Regard sur un
éminent hispaniste
Lors
du colloque sur Charles Quint organisé le 22 novembre 2004 à l’Université Jules
Verne, depuis les gradins de l’amphithéâtre Rousset, j’ai suivi avec intérêt
une conférence fort originale du professeur Andrés. Cette docte intervention
m’a permis de découvrir les rapports de la médecine avec la Renaissance et
l’Humanisme ainsi que l’œuvre méconnue d’un médecin impérial, un certain Luis
Lóbera de Ávila. Précurseur de la pédiatrie moderne et auteur d’un ouvrage de
diététique intitulé Vanquete de nobles cavalleros (publié à Augsbourg en
1530), ce scientifique du seizième siècle avait, de plus, accompagné Charles
Quint sur les champs de bataille. Fin
connaisseur du Siècle d’Or, Christian Andrés offrait une fois de plus à ses
étudiants l’occasion de partager les recherches passionnées qu’il mène, depuis
plus de trente ans, sur la civilisation et la littérature espagnoles de cette
période.
Professeur des Universités, Docteur d’Etat, Agrégé
d’espagnol, Christian Andrés a écrit une soixantaine d’études et articles sur
le théâtre et le roman au Siècle d’Or, ainsi que sur d’autres sujets tels que
les Soledades de Góngora, un sonnet amoureux de Quevedo, un roman de
Unamuno, Niebla, un poète
espagnol contemporain, Luis Antonio de Villena… Il a également publié à Madrid
deux éditions critiques en langue castillane : Entremeses de Luis
Quiñones de Benavente (1991) et La bella malmaridada de Lope de
Vega (2001). Lors du quatrième trimestre 2003, sont parus aux éditions
Indigo et Côté-femmes en collaboration avec le Centre d’Etudes Hispaniques
d’Amiens et sous la direction de Christian Andrés les actes d’un important colloque
portant sur Los trabajos de Persiles y Sigismunda. Historia septentrional de
Miguel de Cervantes.
L’éminent siglodoriste, qui a été vice-doyen de la
Faculté de Langues de l’Université de Picardie
et directeur du département d’espagnol, est très sollicité en France et
à l’étranger pour intervenir lors de colloques et congrès internationaux.
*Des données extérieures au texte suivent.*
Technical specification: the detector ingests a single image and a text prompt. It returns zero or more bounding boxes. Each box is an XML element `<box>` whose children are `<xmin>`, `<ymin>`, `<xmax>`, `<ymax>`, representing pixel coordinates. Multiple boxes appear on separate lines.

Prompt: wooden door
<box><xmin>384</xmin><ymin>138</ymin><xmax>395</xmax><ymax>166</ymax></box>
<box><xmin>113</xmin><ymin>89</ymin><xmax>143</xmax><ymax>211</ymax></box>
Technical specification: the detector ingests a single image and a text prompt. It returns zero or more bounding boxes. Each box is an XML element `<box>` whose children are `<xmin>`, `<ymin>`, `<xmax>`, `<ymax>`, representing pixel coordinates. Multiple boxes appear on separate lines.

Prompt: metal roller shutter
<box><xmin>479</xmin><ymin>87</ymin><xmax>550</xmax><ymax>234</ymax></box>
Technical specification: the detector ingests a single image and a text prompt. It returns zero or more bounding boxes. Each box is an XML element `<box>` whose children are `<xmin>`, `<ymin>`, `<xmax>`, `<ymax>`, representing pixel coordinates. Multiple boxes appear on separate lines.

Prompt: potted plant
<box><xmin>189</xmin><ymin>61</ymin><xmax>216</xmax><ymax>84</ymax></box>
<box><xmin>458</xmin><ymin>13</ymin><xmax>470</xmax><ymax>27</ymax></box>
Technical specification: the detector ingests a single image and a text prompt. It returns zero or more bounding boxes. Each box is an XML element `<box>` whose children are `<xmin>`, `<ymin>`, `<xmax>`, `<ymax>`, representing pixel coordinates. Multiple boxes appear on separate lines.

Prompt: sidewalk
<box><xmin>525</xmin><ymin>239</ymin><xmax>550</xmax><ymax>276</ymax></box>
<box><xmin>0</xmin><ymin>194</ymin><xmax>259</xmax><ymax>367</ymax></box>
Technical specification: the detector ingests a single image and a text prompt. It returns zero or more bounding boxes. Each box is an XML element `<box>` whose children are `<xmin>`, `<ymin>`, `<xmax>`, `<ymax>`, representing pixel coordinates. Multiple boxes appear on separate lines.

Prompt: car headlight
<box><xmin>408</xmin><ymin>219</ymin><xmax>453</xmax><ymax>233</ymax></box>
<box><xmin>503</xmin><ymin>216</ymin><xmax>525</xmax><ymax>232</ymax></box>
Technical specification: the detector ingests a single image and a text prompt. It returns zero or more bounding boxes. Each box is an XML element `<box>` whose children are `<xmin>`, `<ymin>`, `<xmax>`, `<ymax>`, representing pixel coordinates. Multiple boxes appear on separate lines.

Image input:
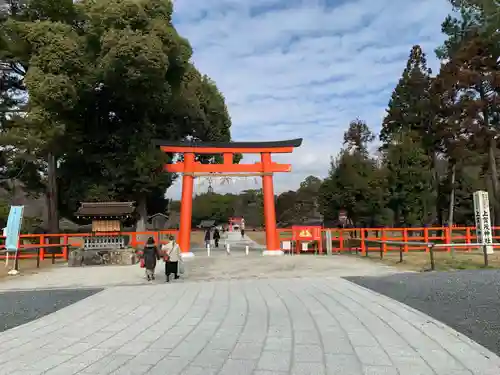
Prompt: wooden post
<box><xmin>465</xmin><ymin>227</ymin><xmax>472</xmax><ymax>251</ymax></box>
<box><xmin>444</xmin><ymin>226</ymin><xmax>452</xmax><ymax>252</ymax></box>
<box><xmin>403</xmin><ymin>228</ymin><xmax>409</xmax><ymax>253</ymax></box>
<box><xmin>179</xmin><ymin>152</ymin><xmax>195</xmax><ymax>254</ymax></box>
<box><xmin>40</xmin><ymin>234</ymin><xmax>45</xmax><ymax>260</ymax></box>
<box><xmin>360</xmin><ymin>228</ymin><xmax>368</xmax><ymax>256</ymax></box>
<box><xmin>429</xmin><ymin>245</ymin><xmax>436</xmax><ymax>271</ymax></box>
<box><xmin>63</xmin><ymin>234</ymin><xmax>69</xmax><ymax>260</ymax></box>
<box><xmin>261</xmin><ymin>152</ymin><xmax>280</xmax><ymax>252</ymax></box>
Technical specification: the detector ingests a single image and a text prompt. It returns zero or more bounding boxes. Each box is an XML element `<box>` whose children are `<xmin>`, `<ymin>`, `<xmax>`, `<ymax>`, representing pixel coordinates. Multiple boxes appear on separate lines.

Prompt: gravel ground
<box><xmin>0</xmin><ymin>289</ymin><xmax>102</xmax><ymax>332</ymax></box>
<box><xmin>346</xmin><ymin>270</ymin><xmax>500</xmax><ymax>355</ymax></box>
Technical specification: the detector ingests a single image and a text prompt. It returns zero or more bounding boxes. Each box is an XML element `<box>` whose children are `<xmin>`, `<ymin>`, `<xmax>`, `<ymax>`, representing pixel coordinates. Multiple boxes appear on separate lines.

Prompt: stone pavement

Par
ailleurs, le Professeur amiénois collabore depuis quelques années à la
rédaction de l’importante collection Bibliothèque
d’Humanisme et Renaissance ( éditions Droz de Genève), sous forme de
comptes rendus critiques sur des publications internationales concernant
l’Humanisme et la Renaissance espagnols ;
et, récemment, il a participé à la rédaction du Tome 56 de B. H. R.
(pour un ouvrage sur Antonio de Nebrija) . Chercheur infatigable,
Christian Andrés est hôte et lecteur permanent de la Casa de Velázquez où il
poursuit régulièrement des investigations universitaires.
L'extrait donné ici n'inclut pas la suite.